BMC Res Notes. 2023 Sep 11;16(1):208. doi: 10.1186/s13104-023-06469-x.
OBJECTIVE: To assess whether electronic health record (EHR) data text mining can be used to improve register-based heart failure (HF) subtyping. EHR data of 43,405 individuals from two Finnish hospital biobanks were mined for unstructured text mentions of ejection fraction (EF) and validated against clinical assessment in two sets of 100 randomly selected individuals. Structured laboratory data was then incorporated for a categorization by HF subtype (HF with mildly reduced EF, HFmrEF; HF with preserved EF, HFpEF; HF with reduced EF, HFrEF; and no HF).

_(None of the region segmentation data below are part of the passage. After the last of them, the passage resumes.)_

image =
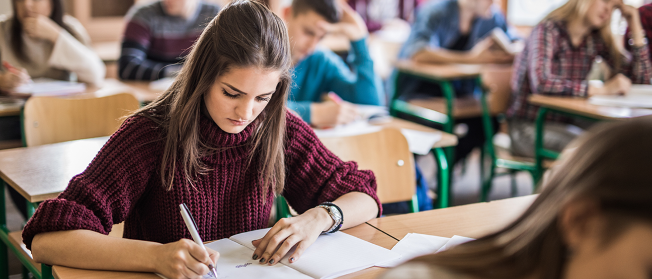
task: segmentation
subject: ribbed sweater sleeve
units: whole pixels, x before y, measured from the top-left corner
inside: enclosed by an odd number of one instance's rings
[[[155,127],[143,117],[127,119],[63,192],[40,204],[23,230],[27,248],[38,233],[88,229],[106,235],[124,221],[157,171],[153,162],[160,156],[153,147],[160,141]]]
[[[301,118],[288,113],[286,140],[286,186],[283,196],[299,213],[324,201],[360,192],[370,196],[382,207],[376,195],[376,177],[371,171],[358,169],[355,162],[342,162],[319,140]]]

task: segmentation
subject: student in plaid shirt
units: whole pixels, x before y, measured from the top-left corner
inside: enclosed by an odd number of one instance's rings
[[[631,30],[630,55],[615,45],[610,23],[618,8]],[[515,155],[534,156],[534,121],[539,107],[527,102],[531,94],[588,97],[627,93],[632,83],[649,83],[652,65],[638,11],[622,0],[570,0],[539,23],[516,57],[512,76],[512,104],[507,111]],[[614,73],[602,87],[587,76],[596,57]],[[548,115],[544,147],[561,151],[586,123]],[[575,126],[576,125],[576,126]]]

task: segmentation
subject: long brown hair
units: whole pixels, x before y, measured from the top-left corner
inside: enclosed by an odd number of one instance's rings
[[[14,10],[14,16],[12,18],[11,23],[11,48],[16,54],[16,57],[18,59],[26,62],[30,63],[31,61],[29,57],[27,57],[27,54],[25,53],[25,48],[23,47],[24,42],[23,42],[23,24],[20,23],[18,20],[18,13],[16,11],[16,2],[18,0],[12,0],[12,7]],[[50,0],[50,3],[52,5],[52,11],[50,15],[50,19],[52,20],[53,22],[56,23],[61,28],[63,28],[68,33],[70,33],[73,37],[76,38],[78,40],[80,38],[78,37],[78,35],[72,31],[72,29],[67,24],[63,23],[63,5],[61,4],[61,0]]]
[[[602,232],[606,243],[632,222],[652,223],[652,117],[599,126],[578,140],[578,147],[518,220],[497,233],[413,261],[482,278],[556,279],[562,277],[569,253],[558,226],[567,205],[597,201],[600,213],[617,225]]]
[[[248,164],[256,157],[261,169],[263,198],[273,185],[282,191],[285,181],[284,144],[286,100],[291,59],[286,26],[263,4],[237,0],[226,5],[204,29],[168,91],[134,115],[154,119],[164,131],[160,168],[163,185],[171,189],[174,173],[181,168],[191,185],[198,175],[211,170],[200,160],[223,150],[200,136],[204,96],[216,79],[235,68],[257,67],[281,72],[276,92],[250,125]],[[177,166],[179,162],[181,166]]]
[[[561,7],[557,8],[550,12],[544,20],[554,20],[561,22],[569,22],[574,18],[584,18],[587,13],[589,12],[589,7],[597,0],[569,0]],[[609,55],[614,61],[614,74],[618,72],[622,63],[621,55],[623,55],[619,44],[614,38],[614,35],[611,31],[611,25],[606,24],[599,31],[600,36],[602,37],[604,44],[609,49]],[[608,77],[610,78],[610,77]]]

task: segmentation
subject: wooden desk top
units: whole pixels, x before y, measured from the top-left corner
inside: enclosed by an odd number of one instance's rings
[[[368,223],[398,239],[402,239],[408,233],[444,237],[457,235],[477,239],[516,220],[536,197],[530,195],[383,217]]]
[[[0,151],[0,177],[32,203],[56,198],[109,137]]]
[[[585,98],[532,95],[527,100],[533,105],[600,120],[623,119],[652,115],[652,110],[597,106],[589,104]]]
[[[400,60],[396,64],[396,69],[400,72],[437,80],[473,78],[484,72],[504,70],[511,66],[511,65],[492,64],[430,64],[411,60]]]
[[[391,249],[394,244],[398,242],[387,235],[366,224],[342,231],[387,249]],[[342,279],[371,279],[377,277],[385,271],[385,269],[374,267],[339,278]],[[57,279],[160,279],[160,277],[153,273],[91,271],[56,265],[52,267],[52,274]]]
[[[406,128],[422,132],[441,132],[441,140],[439,140],[439,141],[435,143],[432,148],[448,147],[457,145],[457,136],[452,134],[449,134],[443,131],[440,131],[427,126],[424,126],[421,124],[415,123],[414,122],[401,119],[400,118],[392,117],[391,122],[389,123],[379,124],[379,125],[387,128],[394,128],[398,129]]]

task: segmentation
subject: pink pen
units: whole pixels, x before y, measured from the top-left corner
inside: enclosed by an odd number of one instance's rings
[[[331,91],[328,93],[328,97],[331,100],[335,102],[335,104],[342,104],[344,100],[342,99],[341,97],[335,94],[334,92]]]

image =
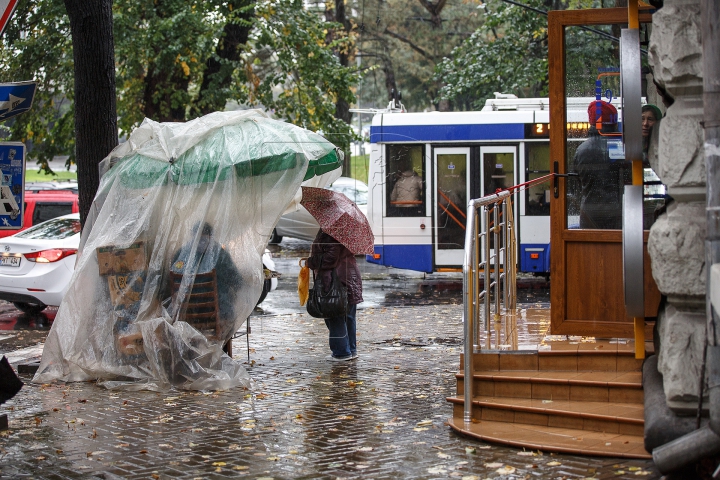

RESULTS: In 86% of the cases, the algorithm-identified EF belonged to the correct HF subtype range. Sensitivity, specificity, PPV and NPV of the algorithm were 94-100% for HFrEF, 85-100% for HFmrEF, and 96%, 67%, 53% and 98% for HFpEF. Survival analyses using the traditional diagnosis of HF were in concordance with the algorithm-based ones. Compared to healthy individuals, mortality increased from HFmrEF (hazard ratio [HR], 1.91; 95% confidence interval [CI], 1.24-2.95) to HFpEF (2.28; 1.80-2.88) to HFrEF group (2.63; 1.97-3.50) over a follow-up of 1.5 years. We conclude that quantitative EF data can be efficiently extracted from EHRs and used with laboratory data to subtype HF with reasonable accuracy, especially for HFrEF.